Of all the recent talk of band reunions, one intrigued me more than the rest: Sunny Day Real Estate. A band that I’ll admit I was late to the party on, I didn't pick up Diary until 1999; however, I was quick to understand the praise the band had garnered throughout their (now that I’ve researched it a bit more) brief career. They're a band that continues to be a constant part of my rotation, but had never had the opportunity to witness live (beyond the CD of Live that I, on occasion, listen to while falling asleep or the VHS tape of Live that I dust off and play from time to time).
Interestingly enough, with the news of a reunion, the talk of reissues sprung forth. In this particular case, it was reissues of the iconic Diary and (in my opinion) its slightly underappreciated followup, LP2. These albums were remastered with unreleased tracks (the mixed bag bonus tracks addition). I admit that I am quick to pick up almost anything released by a band that I really like, especially when it comes to reissues and stuff that for the most part I already own (i.e. Screeching Weasel reissues [both vinyl and CD], Beatles reissues, Queers reissues, Riverdales reissues, etc.). So once I heard these two albums were being put back on the market in spiffy new packaging, I knew I would purchase said albums.
Since I will leave a review of the Diary remaster to a better writer (I will eventually delve into total sappy self-referencing stories with that one), I wanted to shed some light on LP2.

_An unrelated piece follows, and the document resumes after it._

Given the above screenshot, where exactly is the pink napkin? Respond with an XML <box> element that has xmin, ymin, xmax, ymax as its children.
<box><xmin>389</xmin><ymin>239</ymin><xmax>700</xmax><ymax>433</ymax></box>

I’ve always been a fan of LP2. Even though I still hold Diary in a higher regard, LP2 always appealed to me, right from the first listen. I think the relative brevity of the album was always a big plus, even though Diary wasn't necessarily some lengthy journey; hell, just remove “Pheurton Skeurto” and “Grendel” from Diary and both albums are probably the same length. While I always enjoyed the scope of Diary, I felt LP2 was more of an intimate affair, an extension of the potential Diary brought to the masses.

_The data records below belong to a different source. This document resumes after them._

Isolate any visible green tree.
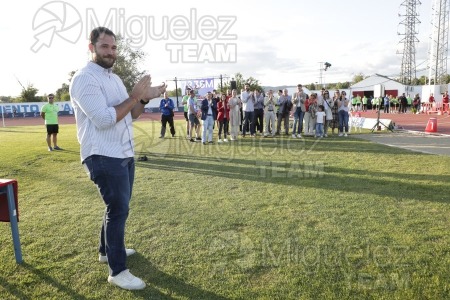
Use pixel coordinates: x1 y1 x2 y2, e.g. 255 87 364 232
113 36 146 93
15 84 42 102
353 73 366 84
221 73 262 94
305 83 316 91
55 83 70 101
167 88 184 97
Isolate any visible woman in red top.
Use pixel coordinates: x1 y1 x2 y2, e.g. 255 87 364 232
217 94 230 143
428 93 434 103
442 91 448 111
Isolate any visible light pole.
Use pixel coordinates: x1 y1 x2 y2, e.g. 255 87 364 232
319 61 331 88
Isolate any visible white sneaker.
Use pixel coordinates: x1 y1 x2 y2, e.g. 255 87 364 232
98 249 136 264
108 269 145 290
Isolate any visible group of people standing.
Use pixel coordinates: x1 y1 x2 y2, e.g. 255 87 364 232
178 84 349 145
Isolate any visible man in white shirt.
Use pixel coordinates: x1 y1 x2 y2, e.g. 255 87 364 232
241 84 255 137
69 27 166 290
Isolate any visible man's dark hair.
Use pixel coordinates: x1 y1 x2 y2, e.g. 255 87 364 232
89 27 116 45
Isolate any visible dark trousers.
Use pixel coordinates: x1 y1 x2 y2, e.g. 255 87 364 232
255 108 264 133
242 111 255 135
161 115 175 136
277 113 289 134
83 155 135 276
219 119 228 140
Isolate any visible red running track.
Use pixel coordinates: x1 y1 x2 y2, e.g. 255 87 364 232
0 111 450 135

Of all reissues I have purchased, I would have to say the LP2 remaster is up there with the biggest, noticeable improvements out there (Rufio’s Perhaps, I Suppose... reissue being in the same realm (though admittedly weird to be mentioning these two albums together). While this has always been a favorite album of mine, I thought the production left something to be desired. The remaster, however, has revealed all the greatness this album has to offer.

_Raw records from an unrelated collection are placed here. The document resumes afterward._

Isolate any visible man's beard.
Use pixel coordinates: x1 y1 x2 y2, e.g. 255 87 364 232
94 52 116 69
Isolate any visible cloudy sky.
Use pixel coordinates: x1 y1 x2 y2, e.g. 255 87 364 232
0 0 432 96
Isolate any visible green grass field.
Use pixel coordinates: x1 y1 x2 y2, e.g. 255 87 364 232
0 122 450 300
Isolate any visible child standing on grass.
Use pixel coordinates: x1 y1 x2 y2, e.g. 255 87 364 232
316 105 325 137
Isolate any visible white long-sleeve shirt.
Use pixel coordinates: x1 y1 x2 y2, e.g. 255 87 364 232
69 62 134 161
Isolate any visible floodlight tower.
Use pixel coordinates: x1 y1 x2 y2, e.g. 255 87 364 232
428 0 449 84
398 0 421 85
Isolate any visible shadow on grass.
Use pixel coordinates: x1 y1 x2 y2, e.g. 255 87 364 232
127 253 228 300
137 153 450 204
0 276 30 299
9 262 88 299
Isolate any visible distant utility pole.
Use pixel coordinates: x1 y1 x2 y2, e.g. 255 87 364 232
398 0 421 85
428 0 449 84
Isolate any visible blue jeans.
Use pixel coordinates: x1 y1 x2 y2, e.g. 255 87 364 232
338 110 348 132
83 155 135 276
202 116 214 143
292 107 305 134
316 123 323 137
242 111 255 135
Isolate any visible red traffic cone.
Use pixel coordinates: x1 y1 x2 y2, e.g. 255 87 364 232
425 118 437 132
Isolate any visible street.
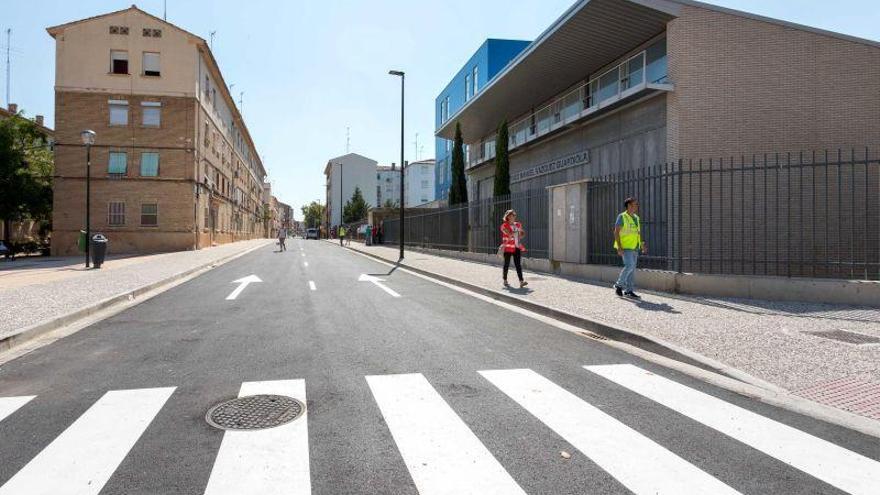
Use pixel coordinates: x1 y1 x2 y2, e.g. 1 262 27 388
0 239 880 495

While the original release of LP2 sounded like it was recorded in a distant narrow hallway, the remaster has expanded everything, which makes it sound like it could fill any room. All the instruments now have a distinct separation, with the bass being the most apparent. Not that the bass was absent from the original mix -- on the remaster, there is easily more definition in all of bassist Nate Mendel’s work. Even guitarist Jeremy Enigk’s vocals have been cleaned up and pushed to the front, though it doesn’t make it easier to understand what he’s singing. I have always considered his vocals to be part of the instrumentation, and in songs like “Iscarabaid” the vocals still sit nicely within the rest of the music. “Friday,” “8” and “J’Nuh” are the tracks where the benefits of the remastering process are noticeably on display even to the most casual fan of LP2.
In regards to the bonus tracks, “Spade and Parade” sounds like it possibly started as an alternate take of “Iscarabaid” (at least to me), and therefore doesn't sit well on this disc. I understand the added tracks are not to be figured into the album experience, but since they do share space on the same piece of plastic, it disrupts the flow. Plus, the song features one of the longest breakdown intros I've heard in awhile. “Bucket of Chicken” is an awesome track that features a dirty distorted guitar tone that I was made an instant fan of. I like the direction the band was headed with this track; it sounds like a slight departure from the material that had been released up to that point.
The liner notes include a decent oral history of the making of the album, the mindset of the members of the band during that era and current times, etc. I always enjoy taking a peek into the inner workings of the bands I like, and the literature here does not disappoint.
Overall, I would rate this purchase well worth it. For all the LP2 fans that haven’t taken a listen to the album in a while, I encourage you all to pick this up and give it a spin. I can’t say that this remastering job raises this album past Diary or even matches it, but I think it finally gives the album the chance to shine in a light it was probably always meant to.